Le moment marquant du jour, c’est De la Cruz qui l’a écrit. À seulement 15 ans, la joueuse a montré une assurance rare en réalisant une remontée spectaculaire face à la Cubaine María Pérez, pour s’imposer 7-5 et 6-3.
- Le match n’a pas été de tout repos : Julianny a d’abord dû revenir après avoir accusé un retard dans le premier set (elle a été menée 1-3 puis 3-5), avant de réitérer l’opération dans la deuxième manche, après un départ difficile (0-2 contre elle).
Elle a pris le dessus sur la pression
Au terme de la rencontre, la jeune joueuse a expliqué : « Cette victoire compte beaucoup pour moi parce que c’est ma première sur un si grand terrain, à 15 ans. »
Elle a aussi reconnu que le stress l’avait un peu freinée au départ : « Au début, j’étais très nerveuse, puis je me suis libérée. Je me suis dit : je ne peux pas être plus nerveuse qu’elle, même si elle a plus d’expérience que moi… et j’ai pu m’ajuster. »
De l’autre côté du tableau, Ana Zamburek a apporté plus de sérénité avec un jeu solide et une exécution maîtrisée. Sans laisser de place au suspense, elle s’est imposée 6-3 et 6-1 contre Gabrielle Leslie (Barbade), et a validé son billet pour la suite du tournoi.
Après ce lancement réussi devant son public, le programme ne laisse pas vraiment souffler.

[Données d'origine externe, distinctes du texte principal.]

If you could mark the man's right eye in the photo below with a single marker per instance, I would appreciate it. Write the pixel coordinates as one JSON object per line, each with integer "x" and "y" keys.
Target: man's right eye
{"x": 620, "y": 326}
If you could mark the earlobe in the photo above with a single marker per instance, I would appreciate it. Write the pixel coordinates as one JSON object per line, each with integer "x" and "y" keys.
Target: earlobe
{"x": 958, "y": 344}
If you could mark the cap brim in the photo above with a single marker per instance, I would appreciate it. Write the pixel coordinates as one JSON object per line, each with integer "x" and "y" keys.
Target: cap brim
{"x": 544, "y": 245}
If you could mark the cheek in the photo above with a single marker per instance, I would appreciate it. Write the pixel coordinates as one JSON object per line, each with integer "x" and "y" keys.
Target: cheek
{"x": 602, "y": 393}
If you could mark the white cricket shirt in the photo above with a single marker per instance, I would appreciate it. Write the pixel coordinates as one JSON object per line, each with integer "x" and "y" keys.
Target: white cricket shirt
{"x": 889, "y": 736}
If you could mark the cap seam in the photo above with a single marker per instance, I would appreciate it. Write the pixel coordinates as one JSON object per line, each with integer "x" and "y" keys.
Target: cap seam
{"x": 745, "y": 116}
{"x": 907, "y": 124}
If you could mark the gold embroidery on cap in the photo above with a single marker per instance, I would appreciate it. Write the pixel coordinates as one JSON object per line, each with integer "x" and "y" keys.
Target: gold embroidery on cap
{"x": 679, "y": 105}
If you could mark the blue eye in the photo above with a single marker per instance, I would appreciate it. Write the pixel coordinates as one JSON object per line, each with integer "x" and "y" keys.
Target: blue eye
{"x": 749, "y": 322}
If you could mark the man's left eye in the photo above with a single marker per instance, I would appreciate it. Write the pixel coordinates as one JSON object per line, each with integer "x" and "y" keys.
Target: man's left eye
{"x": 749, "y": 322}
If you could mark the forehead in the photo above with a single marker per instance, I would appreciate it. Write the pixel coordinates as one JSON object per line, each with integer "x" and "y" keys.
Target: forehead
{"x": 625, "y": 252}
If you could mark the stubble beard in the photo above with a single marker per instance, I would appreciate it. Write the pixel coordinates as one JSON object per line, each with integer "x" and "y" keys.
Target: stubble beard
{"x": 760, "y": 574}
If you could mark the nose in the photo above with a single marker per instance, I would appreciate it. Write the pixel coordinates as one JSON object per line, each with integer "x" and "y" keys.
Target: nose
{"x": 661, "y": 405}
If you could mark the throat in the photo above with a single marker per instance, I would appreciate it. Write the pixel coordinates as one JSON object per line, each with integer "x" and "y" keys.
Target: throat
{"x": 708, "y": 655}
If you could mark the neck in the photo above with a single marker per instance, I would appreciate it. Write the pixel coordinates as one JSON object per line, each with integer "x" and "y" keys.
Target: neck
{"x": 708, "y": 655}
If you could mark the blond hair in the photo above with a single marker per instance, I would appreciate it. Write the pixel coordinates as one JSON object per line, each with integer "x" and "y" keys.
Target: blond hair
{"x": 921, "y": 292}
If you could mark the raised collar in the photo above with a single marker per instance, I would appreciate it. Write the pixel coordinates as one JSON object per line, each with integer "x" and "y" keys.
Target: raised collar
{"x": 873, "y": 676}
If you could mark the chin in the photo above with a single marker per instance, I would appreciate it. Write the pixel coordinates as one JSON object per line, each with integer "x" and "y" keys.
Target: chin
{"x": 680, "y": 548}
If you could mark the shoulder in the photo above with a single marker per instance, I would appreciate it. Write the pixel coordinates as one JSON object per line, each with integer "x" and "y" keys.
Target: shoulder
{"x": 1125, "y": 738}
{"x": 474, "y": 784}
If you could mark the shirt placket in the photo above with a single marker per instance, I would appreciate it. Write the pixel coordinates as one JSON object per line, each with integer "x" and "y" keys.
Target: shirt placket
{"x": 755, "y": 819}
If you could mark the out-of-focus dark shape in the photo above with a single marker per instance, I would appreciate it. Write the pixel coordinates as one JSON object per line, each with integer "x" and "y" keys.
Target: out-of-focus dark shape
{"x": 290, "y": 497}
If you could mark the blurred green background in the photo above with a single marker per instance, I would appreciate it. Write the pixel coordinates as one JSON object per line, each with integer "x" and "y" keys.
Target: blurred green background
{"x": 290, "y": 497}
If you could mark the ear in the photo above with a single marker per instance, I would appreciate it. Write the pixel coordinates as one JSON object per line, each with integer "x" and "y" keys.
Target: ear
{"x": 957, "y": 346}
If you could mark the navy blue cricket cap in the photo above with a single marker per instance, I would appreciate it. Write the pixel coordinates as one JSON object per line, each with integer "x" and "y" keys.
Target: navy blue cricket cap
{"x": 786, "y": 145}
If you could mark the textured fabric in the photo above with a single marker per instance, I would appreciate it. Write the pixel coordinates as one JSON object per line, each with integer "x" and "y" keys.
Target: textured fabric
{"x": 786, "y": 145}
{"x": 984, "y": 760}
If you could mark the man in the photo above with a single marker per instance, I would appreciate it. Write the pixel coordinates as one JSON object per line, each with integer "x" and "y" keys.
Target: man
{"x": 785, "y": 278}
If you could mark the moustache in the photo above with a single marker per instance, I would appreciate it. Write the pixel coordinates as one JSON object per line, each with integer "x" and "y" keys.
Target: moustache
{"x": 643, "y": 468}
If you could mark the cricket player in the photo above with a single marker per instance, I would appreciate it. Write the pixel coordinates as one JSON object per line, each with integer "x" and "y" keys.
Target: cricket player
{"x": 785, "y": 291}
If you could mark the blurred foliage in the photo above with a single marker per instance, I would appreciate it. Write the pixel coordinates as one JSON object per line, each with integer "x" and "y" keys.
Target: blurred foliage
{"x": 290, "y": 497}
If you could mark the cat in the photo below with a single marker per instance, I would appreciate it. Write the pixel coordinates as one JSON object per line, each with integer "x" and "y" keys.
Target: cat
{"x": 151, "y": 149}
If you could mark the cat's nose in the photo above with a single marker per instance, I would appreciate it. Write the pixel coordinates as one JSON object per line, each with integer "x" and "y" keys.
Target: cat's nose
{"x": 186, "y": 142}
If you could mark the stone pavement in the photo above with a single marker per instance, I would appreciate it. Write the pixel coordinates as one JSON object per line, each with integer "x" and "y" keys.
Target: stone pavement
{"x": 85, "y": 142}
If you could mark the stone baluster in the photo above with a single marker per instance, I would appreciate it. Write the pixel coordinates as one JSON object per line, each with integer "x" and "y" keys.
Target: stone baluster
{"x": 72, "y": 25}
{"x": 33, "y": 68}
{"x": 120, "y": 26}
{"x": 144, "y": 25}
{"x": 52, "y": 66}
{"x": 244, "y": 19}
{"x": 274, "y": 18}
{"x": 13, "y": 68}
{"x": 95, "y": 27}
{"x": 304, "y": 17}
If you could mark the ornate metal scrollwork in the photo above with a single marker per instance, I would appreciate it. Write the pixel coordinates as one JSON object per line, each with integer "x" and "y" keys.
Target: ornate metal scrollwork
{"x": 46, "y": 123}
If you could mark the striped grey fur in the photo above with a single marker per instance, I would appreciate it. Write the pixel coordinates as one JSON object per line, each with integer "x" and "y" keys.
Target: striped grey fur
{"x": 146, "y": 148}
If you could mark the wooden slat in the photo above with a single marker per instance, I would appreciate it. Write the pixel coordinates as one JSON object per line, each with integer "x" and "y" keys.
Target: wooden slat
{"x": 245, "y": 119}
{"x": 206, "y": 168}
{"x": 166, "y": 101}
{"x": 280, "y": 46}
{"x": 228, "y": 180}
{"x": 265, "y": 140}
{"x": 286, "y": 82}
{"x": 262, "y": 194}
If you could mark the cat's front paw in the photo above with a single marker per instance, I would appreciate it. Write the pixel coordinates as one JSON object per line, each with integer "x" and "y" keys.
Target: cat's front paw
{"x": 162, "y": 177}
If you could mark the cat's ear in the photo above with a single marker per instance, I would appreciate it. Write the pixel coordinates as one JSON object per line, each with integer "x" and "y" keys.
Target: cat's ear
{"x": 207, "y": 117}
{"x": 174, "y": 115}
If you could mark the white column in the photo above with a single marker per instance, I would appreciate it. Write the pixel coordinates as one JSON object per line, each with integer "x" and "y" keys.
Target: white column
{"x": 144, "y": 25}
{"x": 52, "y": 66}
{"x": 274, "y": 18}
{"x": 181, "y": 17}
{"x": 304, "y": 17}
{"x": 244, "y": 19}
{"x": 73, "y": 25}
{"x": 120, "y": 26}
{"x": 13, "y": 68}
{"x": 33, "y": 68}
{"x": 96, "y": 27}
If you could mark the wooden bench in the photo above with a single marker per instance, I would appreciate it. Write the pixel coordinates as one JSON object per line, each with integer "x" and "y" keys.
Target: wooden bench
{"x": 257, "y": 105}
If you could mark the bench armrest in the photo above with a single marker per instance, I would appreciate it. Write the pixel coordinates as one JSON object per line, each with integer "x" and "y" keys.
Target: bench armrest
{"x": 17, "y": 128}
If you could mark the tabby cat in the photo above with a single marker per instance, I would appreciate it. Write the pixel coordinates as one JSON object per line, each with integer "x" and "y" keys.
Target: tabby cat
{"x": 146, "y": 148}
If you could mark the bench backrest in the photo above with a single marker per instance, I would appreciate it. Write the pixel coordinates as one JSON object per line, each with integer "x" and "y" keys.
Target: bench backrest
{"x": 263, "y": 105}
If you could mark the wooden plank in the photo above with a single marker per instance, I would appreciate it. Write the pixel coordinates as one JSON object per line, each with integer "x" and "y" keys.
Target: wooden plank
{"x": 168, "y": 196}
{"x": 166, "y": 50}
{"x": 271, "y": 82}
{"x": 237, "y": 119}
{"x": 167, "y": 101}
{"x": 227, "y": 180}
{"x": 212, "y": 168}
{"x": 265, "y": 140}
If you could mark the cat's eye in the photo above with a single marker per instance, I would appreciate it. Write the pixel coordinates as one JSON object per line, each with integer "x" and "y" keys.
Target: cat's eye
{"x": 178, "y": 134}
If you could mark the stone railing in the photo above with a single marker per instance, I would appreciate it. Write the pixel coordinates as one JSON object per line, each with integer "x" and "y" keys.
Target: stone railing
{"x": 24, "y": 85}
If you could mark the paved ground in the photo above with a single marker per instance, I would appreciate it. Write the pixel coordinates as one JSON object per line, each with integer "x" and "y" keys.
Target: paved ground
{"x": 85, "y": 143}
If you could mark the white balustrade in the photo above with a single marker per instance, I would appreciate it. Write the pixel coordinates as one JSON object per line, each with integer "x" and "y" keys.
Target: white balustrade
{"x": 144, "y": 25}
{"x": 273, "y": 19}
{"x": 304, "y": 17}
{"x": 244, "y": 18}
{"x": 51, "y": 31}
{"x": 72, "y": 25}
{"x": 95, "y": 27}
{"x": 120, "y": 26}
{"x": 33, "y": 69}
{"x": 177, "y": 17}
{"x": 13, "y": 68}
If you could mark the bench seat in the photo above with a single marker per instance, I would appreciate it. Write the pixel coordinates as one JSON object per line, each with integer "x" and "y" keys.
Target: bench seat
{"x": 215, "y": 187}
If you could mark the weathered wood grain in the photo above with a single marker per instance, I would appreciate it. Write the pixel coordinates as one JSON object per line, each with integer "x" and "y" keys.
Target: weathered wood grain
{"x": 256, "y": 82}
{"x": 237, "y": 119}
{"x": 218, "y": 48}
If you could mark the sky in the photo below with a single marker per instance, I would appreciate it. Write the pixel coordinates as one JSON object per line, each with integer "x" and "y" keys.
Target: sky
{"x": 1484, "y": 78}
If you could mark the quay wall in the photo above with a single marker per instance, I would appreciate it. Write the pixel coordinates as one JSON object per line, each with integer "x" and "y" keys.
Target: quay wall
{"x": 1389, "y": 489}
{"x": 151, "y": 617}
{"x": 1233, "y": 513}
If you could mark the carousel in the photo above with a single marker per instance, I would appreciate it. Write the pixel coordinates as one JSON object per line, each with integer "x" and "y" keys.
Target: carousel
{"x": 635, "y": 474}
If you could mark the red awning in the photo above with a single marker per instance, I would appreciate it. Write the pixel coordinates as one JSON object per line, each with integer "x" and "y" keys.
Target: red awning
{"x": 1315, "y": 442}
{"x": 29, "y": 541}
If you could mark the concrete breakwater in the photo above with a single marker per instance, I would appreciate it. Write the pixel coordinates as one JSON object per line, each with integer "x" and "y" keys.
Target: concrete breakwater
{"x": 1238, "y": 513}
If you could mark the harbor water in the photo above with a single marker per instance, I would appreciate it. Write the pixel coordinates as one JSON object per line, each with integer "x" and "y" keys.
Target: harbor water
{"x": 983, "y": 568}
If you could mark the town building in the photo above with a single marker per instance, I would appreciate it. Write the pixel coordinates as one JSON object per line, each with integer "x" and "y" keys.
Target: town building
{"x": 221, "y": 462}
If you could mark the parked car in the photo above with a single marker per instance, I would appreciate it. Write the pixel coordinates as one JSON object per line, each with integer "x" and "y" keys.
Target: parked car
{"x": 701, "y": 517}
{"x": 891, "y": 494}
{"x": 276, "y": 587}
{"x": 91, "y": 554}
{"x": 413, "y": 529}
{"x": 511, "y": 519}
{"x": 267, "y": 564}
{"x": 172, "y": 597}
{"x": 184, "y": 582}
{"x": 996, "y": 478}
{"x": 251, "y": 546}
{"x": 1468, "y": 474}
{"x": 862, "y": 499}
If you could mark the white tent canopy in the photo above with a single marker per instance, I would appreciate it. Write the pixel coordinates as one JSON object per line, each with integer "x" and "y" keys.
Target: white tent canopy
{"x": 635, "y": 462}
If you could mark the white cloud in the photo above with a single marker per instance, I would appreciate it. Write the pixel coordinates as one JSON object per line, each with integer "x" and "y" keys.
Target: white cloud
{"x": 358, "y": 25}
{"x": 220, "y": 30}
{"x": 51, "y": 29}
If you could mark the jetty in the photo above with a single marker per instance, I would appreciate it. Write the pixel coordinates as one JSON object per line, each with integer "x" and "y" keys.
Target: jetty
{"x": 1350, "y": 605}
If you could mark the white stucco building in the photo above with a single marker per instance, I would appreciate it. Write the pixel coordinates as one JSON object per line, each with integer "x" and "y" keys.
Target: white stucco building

Les deux représentantes dominicaines retournent sur le court ce samedi, avec un objectif simple et terriblement motivant : gagner leur match pour s’installer dans les quarts de finale du tournoi régional.
Points à retenir
- Une remontée, deux fois : Julianny de la Cruz a inversé la dynamique en changeant de rythme au moment où il fallait, pas “par magie”, plutôt par contrôle.
- La pression existe : elle l’a reconnue, et ça n’a pas empêché le comeback—preuve que le mental n’est pas un accessoire.
- Zamburek a déroulé : un score net, sans excès d’énervement, comme si la logique sportive avait repris le dessus.
- Samedi, même intensité : on passe rapidement des débuts aux quarts, histoire de rappeler que le tournoi n’attend personne.
À chaud, je me dis que ce genre de journée inaugurale raconte déjà quelque chose : quand une joueuse de 15 ans sait revenir après avoir décroché, c’est rarement un “coup de chance”. Alors oui, je vais suivre la suite avec attention—parce que dans ces Jeux, on ne joue pas seulement pour gagner : on joue aussi pour donner une direction, et tant qu’on peut exiger du courage sur le court, je trouve ça profondément… nécessaire.